Michele Allen
MilitaryByOwner Staff Writer
When the movers drive away, a box is always left sitting in the house comprised of things they couldn’t or wouldn’t take away. Cleaning products, candles, salad dressings, ketchup…. just a few of the things that need to be replaced on the other end of the move. Most seasoned military spouses walk the box down their street and pass off what they can to friends. Less easily left behind are the people, the friends and neighbors that became family. Keeping those friends close may be easier than ever with social media and cell phones, but moving to your new home will definitely mean making new friends.
We called it dating… dating for friends. You have a short time to meet, connect and invite people into your lives. It’s essential to military that live far separated from their families. Holidays will be celebrated, sickness or sorrow endured, accomplishments and birthdays commemorated! In military life you gather your friends around you to mark these occasions or carry each other through dark days. So how do you make these connections and grow them into the deeply connected relationships that rival your own family. Here are a few simple rules and ideas:
1. The 60 Day Rule: Whoever you meet, wherever you go, allow 60 days to assess if someone is a trustworthy and compatible friend.
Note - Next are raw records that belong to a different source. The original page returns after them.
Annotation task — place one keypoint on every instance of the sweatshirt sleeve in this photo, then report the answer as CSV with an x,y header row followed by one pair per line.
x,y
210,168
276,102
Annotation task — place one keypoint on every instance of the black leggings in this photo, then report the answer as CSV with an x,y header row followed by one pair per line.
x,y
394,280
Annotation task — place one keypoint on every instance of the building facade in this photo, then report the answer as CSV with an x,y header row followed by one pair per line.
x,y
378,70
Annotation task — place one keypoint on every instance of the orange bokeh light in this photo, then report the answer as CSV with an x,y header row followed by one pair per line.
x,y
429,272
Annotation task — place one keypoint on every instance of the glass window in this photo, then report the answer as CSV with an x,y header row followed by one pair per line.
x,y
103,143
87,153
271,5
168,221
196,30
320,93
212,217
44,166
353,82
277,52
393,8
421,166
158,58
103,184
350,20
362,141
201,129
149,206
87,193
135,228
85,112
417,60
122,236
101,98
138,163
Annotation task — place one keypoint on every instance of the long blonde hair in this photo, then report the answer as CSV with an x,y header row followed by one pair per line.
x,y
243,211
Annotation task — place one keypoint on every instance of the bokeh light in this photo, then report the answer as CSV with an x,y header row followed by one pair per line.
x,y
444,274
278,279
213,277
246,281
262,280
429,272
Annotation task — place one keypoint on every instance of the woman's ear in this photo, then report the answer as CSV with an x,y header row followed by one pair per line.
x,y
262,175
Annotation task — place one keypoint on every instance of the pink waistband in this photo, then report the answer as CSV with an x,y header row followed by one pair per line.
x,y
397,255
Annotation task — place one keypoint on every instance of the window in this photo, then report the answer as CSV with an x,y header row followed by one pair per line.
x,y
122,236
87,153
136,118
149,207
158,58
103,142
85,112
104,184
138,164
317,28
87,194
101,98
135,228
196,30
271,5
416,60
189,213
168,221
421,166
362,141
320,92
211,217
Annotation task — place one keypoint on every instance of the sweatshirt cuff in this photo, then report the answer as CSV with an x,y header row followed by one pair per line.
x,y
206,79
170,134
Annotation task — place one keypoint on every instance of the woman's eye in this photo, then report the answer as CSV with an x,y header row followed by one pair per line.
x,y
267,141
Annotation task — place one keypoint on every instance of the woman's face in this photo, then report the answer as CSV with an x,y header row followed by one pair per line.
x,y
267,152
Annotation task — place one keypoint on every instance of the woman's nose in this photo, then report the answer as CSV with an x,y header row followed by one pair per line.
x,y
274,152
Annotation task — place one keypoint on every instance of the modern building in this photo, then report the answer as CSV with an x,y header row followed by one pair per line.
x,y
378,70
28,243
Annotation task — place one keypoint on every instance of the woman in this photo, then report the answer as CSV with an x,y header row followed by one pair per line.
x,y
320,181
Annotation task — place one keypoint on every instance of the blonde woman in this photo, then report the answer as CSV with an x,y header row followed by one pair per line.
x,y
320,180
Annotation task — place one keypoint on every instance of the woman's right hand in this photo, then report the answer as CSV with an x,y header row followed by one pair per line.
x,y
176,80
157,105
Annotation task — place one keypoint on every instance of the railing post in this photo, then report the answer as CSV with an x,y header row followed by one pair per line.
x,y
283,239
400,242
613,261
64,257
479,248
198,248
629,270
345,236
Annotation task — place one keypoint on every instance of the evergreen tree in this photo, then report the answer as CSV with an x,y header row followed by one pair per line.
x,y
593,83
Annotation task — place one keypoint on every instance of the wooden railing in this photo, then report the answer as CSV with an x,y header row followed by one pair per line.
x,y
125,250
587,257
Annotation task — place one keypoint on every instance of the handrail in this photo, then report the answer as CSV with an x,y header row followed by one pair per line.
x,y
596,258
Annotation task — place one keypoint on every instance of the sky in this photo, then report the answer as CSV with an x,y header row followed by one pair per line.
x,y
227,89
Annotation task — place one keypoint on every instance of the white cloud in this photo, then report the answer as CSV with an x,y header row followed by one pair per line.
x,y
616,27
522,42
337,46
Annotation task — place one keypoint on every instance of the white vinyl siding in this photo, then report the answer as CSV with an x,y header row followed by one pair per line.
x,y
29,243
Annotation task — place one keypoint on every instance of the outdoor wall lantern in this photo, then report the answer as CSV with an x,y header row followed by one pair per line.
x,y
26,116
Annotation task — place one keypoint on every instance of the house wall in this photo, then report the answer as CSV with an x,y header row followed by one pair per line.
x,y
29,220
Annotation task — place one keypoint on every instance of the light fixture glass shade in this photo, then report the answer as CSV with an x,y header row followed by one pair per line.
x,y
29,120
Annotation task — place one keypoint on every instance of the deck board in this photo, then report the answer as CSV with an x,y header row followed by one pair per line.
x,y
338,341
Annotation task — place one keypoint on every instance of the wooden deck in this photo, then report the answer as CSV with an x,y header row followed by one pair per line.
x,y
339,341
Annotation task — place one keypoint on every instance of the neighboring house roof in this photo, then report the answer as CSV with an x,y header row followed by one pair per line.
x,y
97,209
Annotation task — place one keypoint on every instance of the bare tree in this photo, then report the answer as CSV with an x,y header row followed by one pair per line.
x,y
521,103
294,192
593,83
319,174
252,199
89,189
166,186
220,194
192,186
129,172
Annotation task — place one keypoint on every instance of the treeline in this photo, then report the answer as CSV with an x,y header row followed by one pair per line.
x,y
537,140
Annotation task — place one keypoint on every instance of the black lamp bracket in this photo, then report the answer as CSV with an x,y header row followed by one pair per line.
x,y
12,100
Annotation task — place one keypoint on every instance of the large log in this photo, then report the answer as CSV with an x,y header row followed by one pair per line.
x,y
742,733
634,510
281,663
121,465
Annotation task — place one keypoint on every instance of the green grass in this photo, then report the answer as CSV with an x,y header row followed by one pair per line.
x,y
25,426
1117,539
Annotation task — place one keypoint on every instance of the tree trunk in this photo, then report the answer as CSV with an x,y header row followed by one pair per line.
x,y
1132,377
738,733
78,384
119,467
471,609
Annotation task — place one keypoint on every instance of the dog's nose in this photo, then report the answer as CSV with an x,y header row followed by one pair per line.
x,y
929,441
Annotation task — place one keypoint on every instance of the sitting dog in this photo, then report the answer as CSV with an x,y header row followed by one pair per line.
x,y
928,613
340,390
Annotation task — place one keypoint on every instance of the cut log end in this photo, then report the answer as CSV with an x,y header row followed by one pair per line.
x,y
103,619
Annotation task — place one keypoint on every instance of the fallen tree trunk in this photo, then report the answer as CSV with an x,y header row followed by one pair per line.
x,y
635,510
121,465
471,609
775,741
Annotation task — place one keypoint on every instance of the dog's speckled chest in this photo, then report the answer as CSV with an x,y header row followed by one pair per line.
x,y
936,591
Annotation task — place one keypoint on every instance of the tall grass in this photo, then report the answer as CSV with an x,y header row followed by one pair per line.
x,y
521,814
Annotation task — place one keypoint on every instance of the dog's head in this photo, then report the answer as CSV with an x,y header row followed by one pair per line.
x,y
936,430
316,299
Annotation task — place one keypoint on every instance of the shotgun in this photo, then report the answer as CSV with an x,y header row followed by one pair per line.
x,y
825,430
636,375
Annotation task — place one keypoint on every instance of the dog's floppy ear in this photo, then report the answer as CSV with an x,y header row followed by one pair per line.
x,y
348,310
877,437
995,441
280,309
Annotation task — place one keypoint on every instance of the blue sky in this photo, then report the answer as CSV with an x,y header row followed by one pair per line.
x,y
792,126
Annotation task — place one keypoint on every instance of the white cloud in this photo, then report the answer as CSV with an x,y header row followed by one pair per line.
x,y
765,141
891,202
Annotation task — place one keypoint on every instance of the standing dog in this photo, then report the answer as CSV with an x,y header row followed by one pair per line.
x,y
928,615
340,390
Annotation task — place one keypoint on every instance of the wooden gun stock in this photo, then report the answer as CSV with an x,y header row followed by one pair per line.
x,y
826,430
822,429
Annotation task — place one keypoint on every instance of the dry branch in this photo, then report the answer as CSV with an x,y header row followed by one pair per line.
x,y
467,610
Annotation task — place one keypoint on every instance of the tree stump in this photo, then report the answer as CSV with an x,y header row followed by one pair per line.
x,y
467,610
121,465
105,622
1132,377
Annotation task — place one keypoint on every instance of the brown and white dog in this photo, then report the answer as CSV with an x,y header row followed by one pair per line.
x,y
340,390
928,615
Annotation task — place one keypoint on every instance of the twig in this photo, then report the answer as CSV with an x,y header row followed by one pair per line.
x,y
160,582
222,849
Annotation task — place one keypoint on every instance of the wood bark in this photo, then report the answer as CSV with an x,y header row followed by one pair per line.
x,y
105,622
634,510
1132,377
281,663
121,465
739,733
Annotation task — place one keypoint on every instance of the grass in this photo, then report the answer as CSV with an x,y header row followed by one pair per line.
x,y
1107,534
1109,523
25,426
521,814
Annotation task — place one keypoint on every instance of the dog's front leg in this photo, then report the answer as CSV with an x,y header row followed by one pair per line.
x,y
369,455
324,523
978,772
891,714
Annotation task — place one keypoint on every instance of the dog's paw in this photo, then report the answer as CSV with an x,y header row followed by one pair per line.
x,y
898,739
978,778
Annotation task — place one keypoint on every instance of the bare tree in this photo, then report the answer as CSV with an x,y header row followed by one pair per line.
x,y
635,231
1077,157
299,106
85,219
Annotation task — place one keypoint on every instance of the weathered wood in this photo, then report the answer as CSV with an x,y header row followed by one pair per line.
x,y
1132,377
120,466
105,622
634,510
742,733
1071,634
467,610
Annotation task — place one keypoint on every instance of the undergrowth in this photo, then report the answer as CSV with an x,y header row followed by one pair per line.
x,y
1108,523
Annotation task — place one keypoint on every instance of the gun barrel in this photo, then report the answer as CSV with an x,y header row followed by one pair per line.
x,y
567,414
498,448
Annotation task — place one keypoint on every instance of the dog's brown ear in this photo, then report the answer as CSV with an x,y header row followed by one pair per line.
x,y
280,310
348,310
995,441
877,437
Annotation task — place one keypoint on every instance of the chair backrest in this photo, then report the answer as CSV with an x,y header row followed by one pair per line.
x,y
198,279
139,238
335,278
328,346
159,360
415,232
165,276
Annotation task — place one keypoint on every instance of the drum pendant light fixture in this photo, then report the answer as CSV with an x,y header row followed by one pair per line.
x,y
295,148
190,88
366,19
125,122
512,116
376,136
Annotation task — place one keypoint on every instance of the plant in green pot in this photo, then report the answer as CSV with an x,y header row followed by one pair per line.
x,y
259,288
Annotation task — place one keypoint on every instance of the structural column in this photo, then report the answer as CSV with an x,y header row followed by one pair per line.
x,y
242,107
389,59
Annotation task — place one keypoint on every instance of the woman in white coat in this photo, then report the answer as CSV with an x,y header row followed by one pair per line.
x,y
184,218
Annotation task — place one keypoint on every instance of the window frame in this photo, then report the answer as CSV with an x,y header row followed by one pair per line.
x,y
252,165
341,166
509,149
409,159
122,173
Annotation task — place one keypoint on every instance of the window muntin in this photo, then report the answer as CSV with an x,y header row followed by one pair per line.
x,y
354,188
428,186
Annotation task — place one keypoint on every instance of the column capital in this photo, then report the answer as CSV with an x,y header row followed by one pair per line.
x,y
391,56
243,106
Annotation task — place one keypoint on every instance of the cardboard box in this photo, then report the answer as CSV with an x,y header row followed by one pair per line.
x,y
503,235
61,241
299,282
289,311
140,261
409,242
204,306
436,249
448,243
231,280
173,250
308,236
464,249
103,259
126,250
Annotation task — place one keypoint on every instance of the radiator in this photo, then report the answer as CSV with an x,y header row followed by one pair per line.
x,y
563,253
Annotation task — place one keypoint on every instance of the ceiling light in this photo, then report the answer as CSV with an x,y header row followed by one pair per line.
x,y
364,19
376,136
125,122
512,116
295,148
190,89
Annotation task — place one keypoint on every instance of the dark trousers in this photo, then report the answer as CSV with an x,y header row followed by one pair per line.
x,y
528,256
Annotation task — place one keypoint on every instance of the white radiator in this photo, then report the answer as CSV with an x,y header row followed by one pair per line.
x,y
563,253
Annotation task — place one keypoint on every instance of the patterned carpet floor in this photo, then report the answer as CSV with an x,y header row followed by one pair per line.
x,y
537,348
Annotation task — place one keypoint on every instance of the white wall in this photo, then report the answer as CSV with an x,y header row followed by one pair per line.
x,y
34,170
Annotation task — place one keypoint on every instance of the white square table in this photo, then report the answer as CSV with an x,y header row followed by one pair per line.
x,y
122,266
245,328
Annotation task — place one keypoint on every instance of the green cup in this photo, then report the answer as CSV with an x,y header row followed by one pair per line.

In their first 60 days, or yours, at a new location, some might be more stressed, spazzed or sad than they will be soon. Conversely, for 60 days, some might be able to hide behind friendliness and charm, when a back-stabber or gossiper is lurking just beneath the surface. Wait! Wait before you go too deep, or invite someone into your deeply personal thoughts until you know they are a safe place to air them.
2. Don’t Be Surprised if Your Friends Don’t Look Like You: Maybe you grew up in a small town, or went to a regional school where everyone looked, talked and thought the same. Being a military dependant is like a Saturday at Sam’s Club, you can tryout and sample! You have common ground, your dependant status. And now maybe things that made you different, like race, age, religion, economic or social class, fashion or style might be a little less visible. Being open to new perspectives from someone a little older or younger, a different ethnicity or status truly enriches. One of the women that most formed me as a military spouse was someone I would never have seen as a peer when we met. She was 15 years my senior, dressed conservatively to the extreme and didn’t even own a TV. Yet our friendship and bond as neighbors and military spouses opened my eyes to so much more than I thought I knew.
3. JOIN not LIKE! Bowling league, wine tasting club, PTO, Spouse’s Club, shooting club, bible study, fantasy football league… a few of the many organizations that you have to physically attend. "Liking" on Facebook just won’t do when you want to have true "Friends". Look for groups that have regular and scheduled events. Consistent and frequent contact makes it much easier to get to know others. Don’t hide behind a Smartphone; TALK… not text, to someone live! I had never bowled, and have not bowled since, but spent two years of the most enjoyable Monday mornings in my life at a spouse’s bowling club. Men and women alike passed around my infant twins, so I could have just a few hours of laughter and fun. I knew one person the first day I signed up, but moved away with a photo crammed full of friends, bowling balls and smiles.
4. Don’t Wait, Invite! In a sea of new faces and new friends, it is easy to get lost in the shuffle. Initiate by asking "Do you know a good place in town to have lunch/buy (insert here), workout, get your nails done?" "Gosh, would you want to go with me and show me where it is?" Asking for opinions and channeling the conversation into going somewhere is a great way to get to know someone.
5. If It’s Warm – Go Out Front! I HATE yard work and gardening. But I did my fair share of planting and raking in my front yard just to be able to see who lived around me. Casual conversation grows quickly with someone walking their dog, their kid or pulling into the driveway across the street. Although I enjoyed the privacy of my backyard, while living on base, my front yard was always my favorite place to read or watch my kids. More often than not, a circle of camp chairs out front would grow on a Friday afternoon. Virtually everyone had something to share, whether it food, drink or fellowship, that circle rescued a lot of Friday afternoons.
Your new house won’t be a home until friends are coming through the door. It’s worth the trial time and maybe a few that just don’t work out. With each move, your Christmas card list will get longer, your phone contact list will take up more memory, and most importantly your experience will be richer.